Amaçlarının, sorunları ortak akılla çözmek, birlikte çözüm önerileri geliştirmek ve kimya sektörünü daha ileriye taşıyacak politikaları ortaya koymak olduğunu belirten Işık, “Türkiye’ye baktığımızda kimya sektörünün 23 bin firmayla 290 binden fazla istihdam oluşturduğunu görüyoruz. Sektörün 2014 yılı faaliyet karlılığı, yüzde 7,3 ile imalat sanayi ortalamasının üstündedir” dedi.
Bakan Işık, sektörün 2000 yılında 2,2 milyar dolar olan ihracat rakamının 2014 yılında 15,5 milyar dolara ulaşmış olmasının sevindirici olduğunu dile getirerek, şöyle devam etti:
“Sektör geçen yıl 189 farklı ülkeye ihracat gerçekleştirerek de ciddi bir başarı göstermiştir ancak geçtiğimiz yıl 15,5 milyar dolar ihracata karşılık, 40 milyar dolarlık ithalat yapmışız.
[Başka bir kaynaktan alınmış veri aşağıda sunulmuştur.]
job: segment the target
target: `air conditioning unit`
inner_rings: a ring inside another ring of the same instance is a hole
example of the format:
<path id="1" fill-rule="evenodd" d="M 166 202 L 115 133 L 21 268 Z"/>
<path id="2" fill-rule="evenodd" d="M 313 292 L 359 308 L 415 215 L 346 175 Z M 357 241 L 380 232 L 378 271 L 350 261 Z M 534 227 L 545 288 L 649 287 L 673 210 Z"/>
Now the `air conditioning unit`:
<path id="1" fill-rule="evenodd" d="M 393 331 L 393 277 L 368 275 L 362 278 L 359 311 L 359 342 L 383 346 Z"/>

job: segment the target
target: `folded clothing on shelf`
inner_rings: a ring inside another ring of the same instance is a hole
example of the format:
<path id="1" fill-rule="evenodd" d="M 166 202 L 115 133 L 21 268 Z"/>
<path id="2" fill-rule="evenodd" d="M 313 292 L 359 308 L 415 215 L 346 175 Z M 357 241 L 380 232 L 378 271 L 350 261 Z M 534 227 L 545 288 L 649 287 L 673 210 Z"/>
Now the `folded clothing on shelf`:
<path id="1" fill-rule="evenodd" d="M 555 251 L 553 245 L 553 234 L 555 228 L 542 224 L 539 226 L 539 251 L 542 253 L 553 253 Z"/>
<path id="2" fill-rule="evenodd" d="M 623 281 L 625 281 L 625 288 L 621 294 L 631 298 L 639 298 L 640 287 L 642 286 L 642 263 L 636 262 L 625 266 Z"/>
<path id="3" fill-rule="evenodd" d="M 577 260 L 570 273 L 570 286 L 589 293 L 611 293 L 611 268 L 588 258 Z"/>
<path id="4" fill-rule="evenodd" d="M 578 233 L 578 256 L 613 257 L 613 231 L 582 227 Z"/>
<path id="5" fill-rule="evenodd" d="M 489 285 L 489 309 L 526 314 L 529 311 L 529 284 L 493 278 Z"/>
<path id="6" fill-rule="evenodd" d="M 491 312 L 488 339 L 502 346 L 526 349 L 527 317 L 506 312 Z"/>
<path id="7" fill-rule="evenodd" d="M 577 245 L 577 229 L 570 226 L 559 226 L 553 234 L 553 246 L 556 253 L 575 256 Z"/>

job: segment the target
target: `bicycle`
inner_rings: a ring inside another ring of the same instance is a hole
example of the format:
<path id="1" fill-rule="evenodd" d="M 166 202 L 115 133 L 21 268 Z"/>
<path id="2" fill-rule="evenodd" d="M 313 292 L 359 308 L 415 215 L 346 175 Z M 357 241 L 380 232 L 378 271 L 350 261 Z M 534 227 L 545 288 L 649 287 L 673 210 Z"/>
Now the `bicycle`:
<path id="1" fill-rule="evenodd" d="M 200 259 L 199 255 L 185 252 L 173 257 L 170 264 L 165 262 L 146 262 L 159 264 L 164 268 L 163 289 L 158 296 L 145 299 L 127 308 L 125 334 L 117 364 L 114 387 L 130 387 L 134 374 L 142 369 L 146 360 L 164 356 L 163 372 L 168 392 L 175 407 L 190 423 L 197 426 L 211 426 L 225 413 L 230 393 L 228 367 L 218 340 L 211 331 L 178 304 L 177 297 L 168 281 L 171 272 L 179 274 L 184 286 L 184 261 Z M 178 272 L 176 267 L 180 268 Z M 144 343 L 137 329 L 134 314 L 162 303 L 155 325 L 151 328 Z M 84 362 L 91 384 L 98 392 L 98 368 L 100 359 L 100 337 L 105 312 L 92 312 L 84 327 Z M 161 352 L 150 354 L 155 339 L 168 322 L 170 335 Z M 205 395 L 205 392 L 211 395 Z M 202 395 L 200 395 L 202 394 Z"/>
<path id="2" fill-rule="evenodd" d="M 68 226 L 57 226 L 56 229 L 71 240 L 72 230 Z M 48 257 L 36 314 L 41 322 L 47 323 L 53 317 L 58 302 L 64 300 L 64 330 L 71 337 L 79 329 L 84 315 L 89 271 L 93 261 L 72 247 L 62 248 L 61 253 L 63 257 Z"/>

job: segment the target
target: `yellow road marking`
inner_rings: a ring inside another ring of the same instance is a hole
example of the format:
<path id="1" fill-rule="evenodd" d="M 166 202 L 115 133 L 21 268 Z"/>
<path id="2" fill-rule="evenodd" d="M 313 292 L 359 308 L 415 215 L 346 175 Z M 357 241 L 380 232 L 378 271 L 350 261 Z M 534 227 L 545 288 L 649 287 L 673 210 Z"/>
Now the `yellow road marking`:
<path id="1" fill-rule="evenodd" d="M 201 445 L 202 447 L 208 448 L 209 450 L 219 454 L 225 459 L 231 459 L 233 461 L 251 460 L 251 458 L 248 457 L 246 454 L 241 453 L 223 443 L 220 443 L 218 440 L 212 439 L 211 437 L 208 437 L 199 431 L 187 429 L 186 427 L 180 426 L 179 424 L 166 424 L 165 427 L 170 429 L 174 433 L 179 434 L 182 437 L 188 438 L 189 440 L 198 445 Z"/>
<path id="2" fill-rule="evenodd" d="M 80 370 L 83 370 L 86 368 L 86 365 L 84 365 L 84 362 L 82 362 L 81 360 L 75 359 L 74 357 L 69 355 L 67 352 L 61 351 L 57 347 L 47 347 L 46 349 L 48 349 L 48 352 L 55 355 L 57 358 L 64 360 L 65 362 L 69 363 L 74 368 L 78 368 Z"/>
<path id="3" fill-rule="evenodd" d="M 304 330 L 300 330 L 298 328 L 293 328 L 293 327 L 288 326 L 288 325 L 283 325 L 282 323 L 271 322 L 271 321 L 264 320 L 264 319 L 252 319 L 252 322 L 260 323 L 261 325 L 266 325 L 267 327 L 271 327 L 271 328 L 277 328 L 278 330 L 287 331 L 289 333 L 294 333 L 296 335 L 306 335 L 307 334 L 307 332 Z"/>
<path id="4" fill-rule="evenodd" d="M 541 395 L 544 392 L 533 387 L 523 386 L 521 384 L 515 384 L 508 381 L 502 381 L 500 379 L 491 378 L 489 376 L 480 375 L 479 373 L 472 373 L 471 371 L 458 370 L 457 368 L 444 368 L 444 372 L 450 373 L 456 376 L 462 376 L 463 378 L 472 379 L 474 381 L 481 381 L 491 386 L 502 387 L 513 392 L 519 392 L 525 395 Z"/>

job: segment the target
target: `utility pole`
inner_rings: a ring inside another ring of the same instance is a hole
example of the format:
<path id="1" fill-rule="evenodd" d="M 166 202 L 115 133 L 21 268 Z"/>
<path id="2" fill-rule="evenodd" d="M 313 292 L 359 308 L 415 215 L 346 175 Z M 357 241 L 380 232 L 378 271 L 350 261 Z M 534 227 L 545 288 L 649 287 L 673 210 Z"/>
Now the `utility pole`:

Böyle bir dış ticaret açığı elbette kabul edilebilir değildir. Geçen sene ihracatımızın ithalatı karşılama oranı yüzde 65’ti. Kimya sektöründe ise bu oranın sadece yüzde 38 civarında olduğunu görüyoruz. Ülkemizin 2014 yılı dış ticaret açığının 84,5 milyar dolar olduğunu düşünürsek bunun yüzde 30’a yakın kısmı kimya sektöründen kaynaklanıyor. Bu açığa esas olarak sanayicimizin ara malı ithalatı neden olmaktadır. Yurtiçi üretimin yetersizliği dolayısıyla sanayici mecburen ithalata yönelmektedir. İthalatı yapılan ara malların büyük bir bölümünü ise petrokimyasal ürünler oluşturuyor.”
“Bu tablo ara malı üretiminin ne kritik bir konu olduğunu ortaya koyuyor”
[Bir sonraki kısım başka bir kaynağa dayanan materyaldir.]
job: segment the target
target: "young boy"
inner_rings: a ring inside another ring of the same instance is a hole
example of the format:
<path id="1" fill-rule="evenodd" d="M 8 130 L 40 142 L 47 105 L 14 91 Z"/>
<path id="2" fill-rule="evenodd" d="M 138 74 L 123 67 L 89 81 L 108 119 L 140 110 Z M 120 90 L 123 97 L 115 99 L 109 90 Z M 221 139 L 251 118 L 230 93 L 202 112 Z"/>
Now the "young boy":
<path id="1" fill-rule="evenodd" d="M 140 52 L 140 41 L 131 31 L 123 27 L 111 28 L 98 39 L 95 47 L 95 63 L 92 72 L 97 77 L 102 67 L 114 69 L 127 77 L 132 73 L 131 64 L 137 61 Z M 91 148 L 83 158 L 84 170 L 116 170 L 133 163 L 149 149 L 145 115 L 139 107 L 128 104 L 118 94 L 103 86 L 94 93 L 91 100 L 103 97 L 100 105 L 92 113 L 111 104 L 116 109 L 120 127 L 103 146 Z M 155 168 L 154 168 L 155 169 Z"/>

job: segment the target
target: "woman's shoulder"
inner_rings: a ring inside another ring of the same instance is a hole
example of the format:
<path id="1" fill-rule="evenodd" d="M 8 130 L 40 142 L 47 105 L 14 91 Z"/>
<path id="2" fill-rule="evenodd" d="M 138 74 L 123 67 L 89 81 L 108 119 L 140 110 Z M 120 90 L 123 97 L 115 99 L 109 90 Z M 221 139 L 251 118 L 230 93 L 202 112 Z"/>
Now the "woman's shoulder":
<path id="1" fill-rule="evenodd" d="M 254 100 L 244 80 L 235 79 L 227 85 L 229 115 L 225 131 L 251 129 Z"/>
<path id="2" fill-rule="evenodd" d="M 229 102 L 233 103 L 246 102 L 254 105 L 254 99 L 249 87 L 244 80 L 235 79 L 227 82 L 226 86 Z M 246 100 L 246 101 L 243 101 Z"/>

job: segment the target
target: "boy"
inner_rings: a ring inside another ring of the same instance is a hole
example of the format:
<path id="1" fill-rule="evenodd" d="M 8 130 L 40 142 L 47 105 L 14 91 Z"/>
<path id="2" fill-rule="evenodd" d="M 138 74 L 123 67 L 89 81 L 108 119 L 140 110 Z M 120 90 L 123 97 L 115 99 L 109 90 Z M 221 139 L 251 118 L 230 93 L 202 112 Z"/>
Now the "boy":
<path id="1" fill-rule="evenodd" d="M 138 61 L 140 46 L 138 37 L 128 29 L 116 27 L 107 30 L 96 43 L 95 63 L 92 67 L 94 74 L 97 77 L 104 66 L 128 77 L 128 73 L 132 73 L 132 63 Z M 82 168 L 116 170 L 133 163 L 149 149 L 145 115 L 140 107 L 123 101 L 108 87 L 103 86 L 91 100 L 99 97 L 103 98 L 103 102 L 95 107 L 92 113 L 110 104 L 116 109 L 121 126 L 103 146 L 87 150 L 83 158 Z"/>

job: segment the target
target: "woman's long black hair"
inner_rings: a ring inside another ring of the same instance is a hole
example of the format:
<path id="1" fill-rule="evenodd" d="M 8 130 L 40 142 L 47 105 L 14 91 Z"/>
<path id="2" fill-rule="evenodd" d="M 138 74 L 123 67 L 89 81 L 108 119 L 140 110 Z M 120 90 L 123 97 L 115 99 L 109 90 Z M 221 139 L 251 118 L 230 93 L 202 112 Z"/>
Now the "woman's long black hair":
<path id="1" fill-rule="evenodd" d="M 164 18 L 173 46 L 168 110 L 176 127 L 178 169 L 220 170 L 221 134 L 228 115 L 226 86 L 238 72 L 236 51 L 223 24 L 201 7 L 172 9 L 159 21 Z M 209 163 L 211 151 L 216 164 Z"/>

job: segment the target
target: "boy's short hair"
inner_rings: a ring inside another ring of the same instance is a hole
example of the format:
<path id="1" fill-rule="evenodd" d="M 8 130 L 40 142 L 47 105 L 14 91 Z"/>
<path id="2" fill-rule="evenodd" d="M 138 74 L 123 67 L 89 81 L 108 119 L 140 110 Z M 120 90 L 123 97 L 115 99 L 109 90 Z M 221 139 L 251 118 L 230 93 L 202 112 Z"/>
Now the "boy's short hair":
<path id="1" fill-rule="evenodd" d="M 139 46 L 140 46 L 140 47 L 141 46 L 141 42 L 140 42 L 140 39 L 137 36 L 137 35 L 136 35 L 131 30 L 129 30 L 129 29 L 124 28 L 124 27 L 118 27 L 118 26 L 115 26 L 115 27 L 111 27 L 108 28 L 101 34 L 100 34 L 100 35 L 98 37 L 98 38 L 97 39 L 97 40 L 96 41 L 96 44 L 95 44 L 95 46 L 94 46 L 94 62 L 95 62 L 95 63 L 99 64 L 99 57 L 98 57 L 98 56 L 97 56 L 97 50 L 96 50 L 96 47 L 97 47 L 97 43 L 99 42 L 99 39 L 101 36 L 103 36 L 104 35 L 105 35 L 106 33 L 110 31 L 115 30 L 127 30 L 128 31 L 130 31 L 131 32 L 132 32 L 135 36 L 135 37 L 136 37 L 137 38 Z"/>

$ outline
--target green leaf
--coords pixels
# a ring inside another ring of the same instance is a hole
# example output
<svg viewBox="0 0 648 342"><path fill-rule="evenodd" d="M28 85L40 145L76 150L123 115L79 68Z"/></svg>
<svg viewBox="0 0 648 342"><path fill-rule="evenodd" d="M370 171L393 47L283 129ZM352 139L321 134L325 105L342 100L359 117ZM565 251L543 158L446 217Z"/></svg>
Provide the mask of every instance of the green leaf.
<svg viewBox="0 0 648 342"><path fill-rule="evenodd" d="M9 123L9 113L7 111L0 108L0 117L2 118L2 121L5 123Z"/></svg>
Bu tablonun ara malı üretiminin ne kadar kritik ne derece stratejik bir konu olduğunu açık bir şekilde ortaya koyduğunu vurgulayan Işık, özellikle sanayicinin ihtiyaç duyduğu ara malları üretmeye başlayabilirlerse hem ithalatı azaltacağını hem de ihracatı artıracağını söyledi.
Işık, TÜBİTAK Kimyasal Teknoloji Enstitüsü’nde çok önemli Ar-Ge projeleri yürüttüklerine işaret ederek, bu projelerle selüloz türevleri, füze yakıtı, asfalt katkıları, metanol, azido polimer veya yüksek enerjili infilak maddesi gibi çeşitli çıktılar elde ettiklerini, bu projelerde ortaya çıkan tecrübenin orta vadede reel sektör için ciddi bir kaynak teşkil edeceğini anlattı.
Enstitüde yürüttükleri projelerde, reel sektörün ihtiyaç duyduğu test ve laboratuvar altyapısını da geliştirdiklerini ifade eden Işık, bu kapsamda, özellikle bor ve diğer minerallerin test ve analizi ile polimer teknolojilerin test ve analiziyle ilgili iki önemli projenin başarıyla devam ettiğini sözlerine ekledi.
Bakan Işık’ın konuşmasının ardından basına kapatılan toplantıda, kimya sektörünün durumuyla ilgili sunum gerçekleştirilirken, sektör temsilcileri sorun ve taleplerini dile getirdi.